VARIEGATE PORPHYRIA IN SOUTH AFRICA: A POPULATION-BASED STUDY TO DETERMINE THE FREQUENCY OF THE FOUNDER GENE MUTATION (R59W)
Warnich L, Koegelenberg AJ
University of Stellenbosch, Stellenbosch, South Africa
The incidence of variegate porphyria (VP) in the South African population of European descent is the highest in the world because of a founder gene effect and the gene frequency was estimated to be 0.3%. However, this estimate is questionable on the grounds of genealogical and biochemical methods used and as indicated by more recent records from diagnostic laboratories. According to earlier reports more than 80% of the estimated 10 000-20 000 South African individuals with VP remain undetected and are therefore at risk of potentially lethal acute neurological attacks. This poses a serious question regarding the actual frequency of VP, and specifically the founder gene mutation, in South Africa. Are there thousands of undiagnosed VP carriers in South Africa as genealogical studies and population growth curves have predicted, or is the allele frequency much lower than 0.3%? The aim of this study was thus to determine the prevalence of the founder mutation (R59W) with a highly specific DNA test. Blood samples were obtained at blood transfusion clinics, pathology clinics and maternity wards. For the initial screening we used SSCP analysis, which proved to be consistent and cost-effective. All R59W positive samples were re-tested using restriction enzyme analysis. The R59W mutation was detected in five of the 4637 samples collected to date. The estimated frequency of 0.15% (5/3311) for the founder mutation in South Africans of European descent is much lower than the frequency of 0.3% estimated previously. However, different frequencies were obtained within the various population samples and we suggest that a newborn baby population sample be used in the future, as it is the most unbiased sample source.

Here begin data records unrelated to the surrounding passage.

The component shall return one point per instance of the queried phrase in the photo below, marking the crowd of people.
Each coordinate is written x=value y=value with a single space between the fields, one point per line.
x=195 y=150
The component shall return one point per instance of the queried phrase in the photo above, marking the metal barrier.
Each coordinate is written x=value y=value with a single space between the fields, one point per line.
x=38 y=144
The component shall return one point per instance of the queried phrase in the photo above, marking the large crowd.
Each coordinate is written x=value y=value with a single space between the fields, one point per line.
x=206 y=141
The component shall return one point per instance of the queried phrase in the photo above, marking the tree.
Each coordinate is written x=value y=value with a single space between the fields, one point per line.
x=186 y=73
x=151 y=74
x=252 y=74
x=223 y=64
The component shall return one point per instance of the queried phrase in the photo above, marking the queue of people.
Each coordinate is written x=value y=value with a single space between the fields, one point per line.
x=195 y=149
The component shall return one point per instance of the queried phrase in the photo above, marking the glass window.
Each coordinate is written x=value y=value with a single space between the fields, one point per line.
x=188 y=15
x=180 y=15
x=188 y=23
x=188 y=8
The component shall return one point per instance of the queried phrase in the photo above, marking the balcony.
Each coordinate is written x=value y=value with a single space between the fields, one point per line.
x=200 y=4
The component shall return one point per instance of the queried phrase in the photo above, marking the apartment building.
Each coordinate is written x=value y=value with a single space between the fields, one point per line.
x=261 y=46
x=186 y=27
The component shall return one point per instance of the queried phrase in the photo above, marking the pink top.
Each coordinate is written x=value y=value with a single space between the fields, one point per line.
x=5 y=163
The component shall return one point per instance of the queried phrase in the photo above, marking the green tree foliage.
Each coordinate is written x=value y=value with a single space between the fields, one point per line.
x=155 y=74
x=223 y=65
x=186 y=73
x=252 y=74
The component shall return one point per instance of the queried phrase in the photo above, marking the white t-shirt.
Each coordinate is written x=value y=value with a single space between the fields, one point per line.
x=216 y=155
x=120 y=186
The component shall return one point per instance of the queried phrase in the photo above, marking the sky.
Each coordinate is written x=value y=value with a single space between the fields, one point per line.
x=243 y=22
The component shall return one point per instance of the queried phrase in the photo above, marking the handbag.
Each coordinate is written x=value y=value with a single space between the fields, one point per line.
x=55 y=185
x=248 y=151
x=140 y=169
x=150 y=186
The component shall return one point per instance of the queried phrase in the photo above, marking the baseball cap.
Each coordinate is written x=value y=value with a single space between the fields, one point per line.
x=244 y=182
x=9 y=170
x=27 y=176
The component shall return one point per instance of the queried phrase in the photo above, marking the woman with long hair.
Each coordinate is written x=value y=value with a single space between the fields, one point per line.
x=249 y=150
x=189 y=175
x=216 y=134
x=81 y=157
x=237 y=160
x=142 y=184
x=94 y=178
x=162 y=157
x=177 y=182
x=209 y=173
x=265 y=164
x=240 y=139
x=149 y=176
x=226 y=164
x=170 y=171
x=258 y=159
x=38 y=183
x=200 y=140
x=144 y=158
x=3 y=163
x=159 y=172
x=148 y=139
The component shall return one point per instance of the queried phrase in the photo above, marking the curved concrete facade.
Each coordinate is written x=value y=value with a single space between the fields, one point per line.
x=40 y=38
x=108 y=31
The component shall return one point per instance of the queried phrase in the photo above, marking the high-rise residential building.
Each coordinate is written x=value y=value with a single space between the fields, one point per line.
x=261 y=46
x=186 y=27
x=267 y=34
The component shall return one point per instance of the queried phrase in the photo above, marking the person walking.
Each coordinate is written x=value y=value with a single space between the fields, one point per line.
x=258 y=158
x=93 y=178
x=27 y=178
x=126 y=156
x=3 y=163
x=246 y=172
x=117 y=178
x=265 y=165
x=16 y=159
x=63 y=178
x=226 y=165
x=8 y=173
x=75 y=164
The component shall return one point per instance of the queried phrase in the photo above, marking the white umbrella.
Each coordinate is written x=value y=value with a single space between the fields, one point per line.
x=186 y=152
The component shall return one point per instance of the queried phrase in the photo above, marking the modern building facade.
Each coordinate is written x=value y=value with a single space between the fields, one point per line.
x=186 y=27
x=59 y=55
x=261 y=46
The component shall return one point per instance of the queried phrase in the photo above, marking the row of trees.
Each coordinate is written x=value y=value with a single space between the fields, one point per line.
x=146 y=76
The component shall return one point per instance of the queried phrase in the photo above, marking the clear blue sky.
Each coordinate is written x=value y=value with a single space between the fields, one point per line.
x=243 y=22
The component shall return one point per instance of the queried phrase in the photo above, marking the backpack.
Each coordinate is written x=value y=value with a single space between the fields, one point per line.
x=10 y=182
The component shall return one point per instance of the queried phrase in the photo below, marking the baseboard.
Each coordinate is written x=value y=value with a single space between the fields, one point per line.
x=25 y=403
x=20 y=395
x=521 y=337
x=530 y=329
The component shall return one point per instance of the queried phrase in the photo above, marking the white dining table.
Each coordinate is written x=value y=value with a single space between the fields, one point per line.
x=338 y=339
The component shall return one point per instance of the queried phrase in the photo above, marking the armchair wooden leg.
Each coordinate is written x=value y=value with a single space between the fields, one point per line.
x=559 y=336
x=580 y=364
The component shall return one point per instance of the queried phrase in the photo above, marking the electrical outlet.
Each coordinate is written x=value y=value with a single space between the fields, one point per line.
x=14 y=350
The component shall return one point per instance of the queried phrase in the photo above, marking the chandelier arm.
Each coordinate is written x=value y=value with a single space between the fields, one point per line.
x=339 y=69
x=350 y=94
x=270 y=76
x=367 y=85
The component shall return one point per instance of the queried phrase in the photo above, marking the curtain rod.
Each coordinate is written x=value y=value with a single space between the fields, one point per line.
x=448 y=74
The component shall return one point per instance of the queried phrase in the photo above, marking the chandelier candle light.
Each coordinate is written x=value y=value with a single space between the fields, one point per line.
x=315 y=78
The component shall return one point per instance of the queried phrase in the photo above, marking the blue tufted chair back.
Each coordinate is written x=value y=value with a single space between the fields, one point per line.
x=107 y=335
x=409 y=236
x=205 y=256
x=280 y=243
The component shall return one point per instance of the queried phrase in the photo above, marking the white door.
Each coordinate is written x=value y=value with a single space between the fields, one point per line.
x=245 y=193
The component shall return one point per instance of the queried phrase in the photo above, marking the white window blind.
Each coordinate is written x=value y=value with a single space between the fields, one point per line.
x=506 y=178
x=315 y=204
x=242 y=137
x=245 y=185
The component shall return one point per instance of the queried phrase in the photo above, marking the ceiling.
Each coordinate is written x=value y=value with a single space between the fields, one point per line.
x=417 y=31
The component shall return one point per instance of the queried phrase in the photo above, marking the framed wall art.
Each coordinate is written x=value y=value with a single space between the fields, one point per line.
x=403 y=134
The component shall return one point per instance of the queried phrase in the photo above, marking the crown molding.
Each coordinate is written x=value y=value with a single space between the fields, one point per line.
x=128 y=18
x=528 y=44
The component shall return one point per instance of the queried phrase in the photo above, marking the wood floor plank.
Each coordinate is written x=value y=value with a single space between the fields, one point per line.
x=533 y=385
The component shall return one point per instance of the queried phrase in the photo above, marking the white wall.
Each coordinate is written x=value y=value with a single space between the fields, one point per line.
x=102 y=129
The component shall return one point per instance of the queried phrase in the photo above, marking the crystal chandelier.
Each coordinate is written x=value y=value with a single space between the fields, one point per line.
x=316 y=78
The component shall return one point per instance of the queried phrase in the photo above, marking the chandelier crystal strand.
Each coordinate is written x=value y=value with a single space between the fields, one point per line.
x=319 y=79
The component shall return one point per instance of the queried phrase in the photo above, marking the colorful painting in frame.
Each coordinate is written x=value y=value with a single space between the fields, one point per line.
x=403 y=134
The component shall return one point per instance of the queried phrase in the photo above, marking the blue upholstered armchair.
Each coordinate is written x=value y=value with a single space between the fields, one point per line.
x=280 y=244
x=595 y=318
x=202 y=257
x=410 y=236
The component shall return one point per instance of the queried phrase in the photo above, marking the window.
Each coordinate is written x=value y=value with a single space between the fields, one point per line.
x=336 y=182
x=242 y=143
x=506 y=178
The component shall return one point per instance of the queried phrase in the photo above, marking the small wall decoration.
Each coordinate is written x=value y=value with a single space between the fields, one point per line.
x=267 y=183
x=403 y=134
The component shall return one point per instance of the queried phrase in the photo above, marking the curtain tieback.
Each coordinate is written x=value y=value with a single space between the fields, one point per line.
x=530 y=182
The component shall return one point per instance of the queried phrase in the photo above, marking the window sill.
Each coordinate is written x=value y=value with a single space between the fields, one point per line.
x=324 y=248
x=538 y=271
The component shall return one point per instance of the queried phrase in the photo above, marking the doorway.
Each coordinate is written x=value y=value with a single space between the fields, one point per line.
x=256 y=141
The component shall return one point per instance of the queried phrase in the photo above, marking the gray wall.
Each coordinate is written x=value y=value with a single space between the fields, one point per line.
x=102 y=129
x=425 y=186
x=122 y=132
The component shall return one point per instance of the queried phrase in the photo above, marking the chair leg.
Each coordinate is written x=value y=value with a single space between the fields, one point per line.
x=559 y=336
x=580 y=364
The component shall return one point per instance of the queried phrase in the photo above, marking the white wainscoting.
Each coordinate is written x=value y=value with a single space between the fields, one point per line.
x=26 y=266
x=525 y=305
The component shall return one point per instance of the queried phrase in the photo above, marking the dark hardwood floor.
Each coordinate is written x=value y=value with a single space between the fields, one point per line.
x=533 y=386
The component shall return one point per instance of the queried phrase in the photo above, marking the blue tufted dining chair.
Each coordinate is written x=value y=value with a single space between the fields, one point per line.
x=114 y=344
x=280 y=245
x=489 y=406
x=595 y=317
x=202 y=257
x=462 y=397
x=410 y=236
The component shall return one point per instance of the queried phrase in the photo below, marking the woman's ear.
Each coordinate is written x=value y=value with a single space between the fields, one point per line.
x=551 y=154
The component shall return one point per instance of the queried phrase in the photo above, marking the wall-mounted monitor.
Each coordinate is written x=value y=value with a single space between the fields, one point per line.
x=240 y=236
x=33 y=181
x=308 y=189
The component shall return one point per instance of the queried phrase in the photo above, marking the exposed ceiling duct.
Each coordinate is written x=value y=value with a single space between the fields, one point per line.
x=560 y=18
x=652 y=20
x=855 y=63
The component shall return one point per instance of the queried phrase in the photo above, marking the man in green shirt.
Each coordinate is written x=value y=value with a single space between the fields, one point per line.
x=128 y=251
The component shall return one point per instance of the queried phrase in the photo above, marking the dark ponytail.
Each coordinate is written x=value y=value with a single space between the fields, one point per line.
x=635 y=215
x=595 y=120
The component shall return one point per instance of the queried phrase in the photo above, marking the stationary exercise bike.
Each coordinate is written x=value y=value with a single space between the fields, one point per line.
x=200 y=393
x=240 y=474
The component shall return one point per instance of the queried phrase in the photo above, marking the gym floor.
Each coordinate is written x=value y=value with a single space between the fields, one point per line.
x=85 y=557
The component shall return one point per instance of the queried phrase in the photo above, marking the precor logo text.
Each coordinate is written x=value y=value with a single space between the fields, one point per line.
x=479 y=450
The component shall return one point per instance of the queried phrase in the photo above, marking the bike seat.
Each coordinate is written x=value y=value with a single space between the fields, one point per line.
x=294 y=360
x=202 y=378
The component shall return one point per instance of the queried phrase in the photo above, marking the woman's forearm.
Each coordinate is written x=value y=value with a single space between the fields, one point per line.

Interestingly, the highest frequency for the R59W mutation was obtained in this sample. One of the two adult R59W positive participants was unaware of her carrier status, in accordance with the incomplete penetrance of the trait. Two of the mothers of the three newborn babies found to be R59W positive were also not aware of VP in their families, indicating that ignorance regarding VP status in South Africa is a matter of some concern.